Deputy Lyndsay Feltham, of St Helier South, told ITV News: "I think that a number of members of the Assembly were actually quite shocked at quite how much is being spent on government communications. I think particularly at a time when we know frontline public services are struggling.

"I know that in health they're doing a value for money assessment and also we had teachers out striking yesterday because their pay terms and conditions, so I think a number of members were quite shocked to think that so much money is being spent on what might be considered to be a luxury government service, or one that is promoting ministers."

Former newspaper journalist Deputy Lucy Stephenson was elected to the States in 2022 and is now responsible for government communications. Credit: ITV Channel TV

However, Deputy Stephenson added: "The size of Jersey's communications directorate is an interesting one, it's one I know people have asked questions about over the years.

"But when we take a look back at the models we have created, really it comes down to how we've chosen in the past to build our communications directorate.

"We have also made decisions in recent years to bring things like the studio work, so graphic designers and photographers in-house, rather than spend out to contractors and that was seen to be financially the best way forward, so there are certain quirks I suppose to the Jersey system that means that it's that size.

"What I would say is that I continue to ask questions along the way, and should anyone seek to create further roles, I'm always seeking for those to be justified."

In comparison, there are nine staff in the States of Guernsey's communications team and pay costs for 2023 are £640,620.

However, this is for total costs, not salary. For example, it includes social insurance contributions and pension contributions. There are also three other staff outside of the comms team who support with communications and work in the States' trading assets.

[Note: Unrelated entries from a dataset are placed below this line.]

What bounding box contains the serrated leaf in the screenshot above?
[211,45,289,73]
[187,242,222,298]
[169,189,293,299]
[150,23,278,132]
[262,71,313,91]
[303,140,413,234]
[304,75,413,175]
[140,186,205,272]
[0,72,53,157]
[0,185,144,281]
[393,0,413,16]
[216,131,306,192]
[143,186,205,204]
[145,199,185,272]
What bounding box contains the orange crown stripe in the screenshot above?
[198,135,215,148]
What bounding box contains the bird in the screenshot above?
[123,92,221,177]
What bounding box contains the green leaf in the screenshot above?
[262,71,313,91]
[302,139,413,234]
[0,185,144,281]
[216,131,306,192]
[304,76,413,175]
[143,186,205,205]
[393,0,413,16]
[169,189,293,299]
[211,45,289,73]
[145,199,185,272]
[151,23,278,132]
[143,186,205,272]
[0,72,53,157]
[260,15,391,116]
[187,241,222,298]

In the Isle of Man, which distributes information to a not much smaller population, eight people work in the central government communications team - two of which are graphic and content designers.

There are also pockets of people across multiple departments - some of which are communications and marketing together. For example, Manx Care and the Isle of Man Department of Enterprise do their own comms.

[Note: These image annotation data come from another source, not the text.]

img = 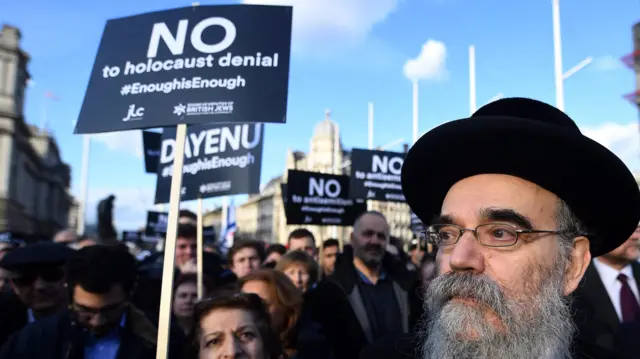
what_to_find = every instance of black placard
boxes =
[144,211,169,237]
[349,149,405,202]
[75,5,293,134]
[285,170,367,226]
[156,123,264,204]
[142,131,162,174]
[122,231,142,243]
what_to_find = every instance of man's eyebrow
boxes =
[480,208,533,230]
[431,214,454,224]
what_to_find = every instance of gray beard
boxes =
[421,260,575,359]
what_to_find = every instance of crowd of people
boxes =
[0,98,640,359]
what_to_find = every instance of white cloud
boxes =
[402,39,448,80]
[242,0,400,54]
[592,56,624,71]
[91,130,143,158]
[581,122,640,173]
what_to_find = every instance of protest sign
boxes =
[155,123,264,204]
[142,131,162,173]
[349,149,405,202]
[75,5,293,134]
[285,170,367,226]
[144,211,169,237]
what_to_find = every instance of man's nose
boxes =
[222,337,242,359]
[449,231,484,273]
[33,276,48,289]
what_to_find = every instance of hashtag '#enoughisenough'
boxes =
[120,85,131,96]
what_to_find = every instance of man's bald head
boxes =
[53,229,78,244]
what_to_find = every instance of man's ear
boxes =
[564,236,591,295]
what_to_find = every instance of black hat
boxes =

The headcount in Jersey's communications unit was raised during a States meeting last November when St Helier Constable Simon Crowcroft said: "When I joined the States in 1996 it had, I think, three members of staff and it now has, I believe, over 30.

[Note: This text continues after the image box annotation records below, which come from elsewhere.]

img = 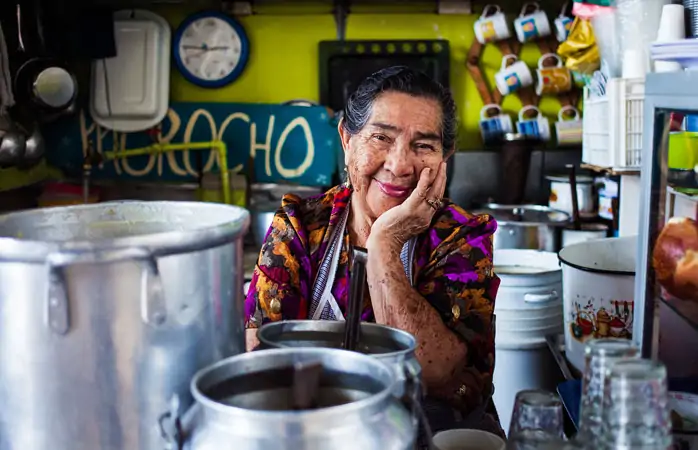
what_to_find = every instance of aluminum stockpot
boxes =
[179,348,417,450]
[257,320,422,396]
[475,203,570,252]
[0,201,250,450]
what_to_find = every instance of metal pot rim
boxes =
[473,203,570,227]
[190,348,396,423]
[0,200,250,263]
[557,238,635,276]
[257,320,417,359]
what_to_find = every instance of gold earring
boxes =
[344,167,351,189]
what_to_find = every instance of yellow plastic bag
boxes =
[557,17,601,74]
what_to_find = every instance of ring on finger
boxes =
[426,198,443,211]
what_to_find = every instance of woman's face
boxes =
[339,92,444,220]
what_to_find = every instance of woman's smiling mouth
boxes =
[373,178,412,199]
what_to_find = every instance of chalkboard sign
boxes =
[44,103,340,186]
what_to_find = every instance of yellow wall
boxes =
[160,8,560,149]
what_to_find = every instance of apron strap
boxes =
[308,200,417,320]
[308,205,349,320]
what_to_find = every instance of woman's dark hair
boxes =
[342,66,458,152]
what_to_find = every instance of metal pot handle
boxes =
[524,291,560,303]
[46,247,167,334]
[403,364,436,450]
[158,394,184,450]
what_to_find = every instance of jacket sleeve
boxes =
[416,210,499,411]
[245,195,310,328]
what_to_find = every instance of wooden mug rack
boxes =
[465,38,580,114]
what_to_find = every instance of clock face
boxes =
[174,12,249,87]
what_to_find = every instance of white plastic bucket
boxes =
[493,249,563,436]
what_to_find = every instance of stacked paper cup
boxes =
[683,0,698,37]
[654,0,684,72]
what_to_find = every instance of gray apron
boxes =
[308,207,492,445]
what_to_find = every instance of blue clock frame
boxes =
[172,11,250,89]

"I am not sure that our comms are that much better than they were when I started. But I remain to be corrected."

St Helier Constable Simon Crowcroft has previously questioned the number of staff employed in the government's communications team. Credit: ITV Channel TV

It comes at a time when the government is being asked to find money to ensure Jersey continues to have a nurse specialising in Motor Neurone Disease.

The MND Association says the role is in jeopardy, and the charity cannot continue to provide the £50,000 annual support for much longer.

Ben Harding, whose wife has MND, said: "All the jobs are important but I think with cases going up, and it's going to get worse with MND, having someone like Pat around is, I'd say, essential. So perhaps have one person less involved with communications and fund Pat to try and help out myself and other people in the situation we've found ourselves in."

The Motor Neurone Disease Association can only cover the cost of specialist nurse Pat MacFarland for another few months. Credit: ITV Channel TV

The responsibilities of the communications directorate are wide-ranging and Deputy Stephenson said: "There is huge demand for the resources of the communications directorate.

"I would also add that the way communications works, not just in government but more widely in general, has changed over the past two decades and we are seeing change on a continual basis, and people now expect and demand immediate and instance communications, therefore the way government communicates has had to respond to that as well."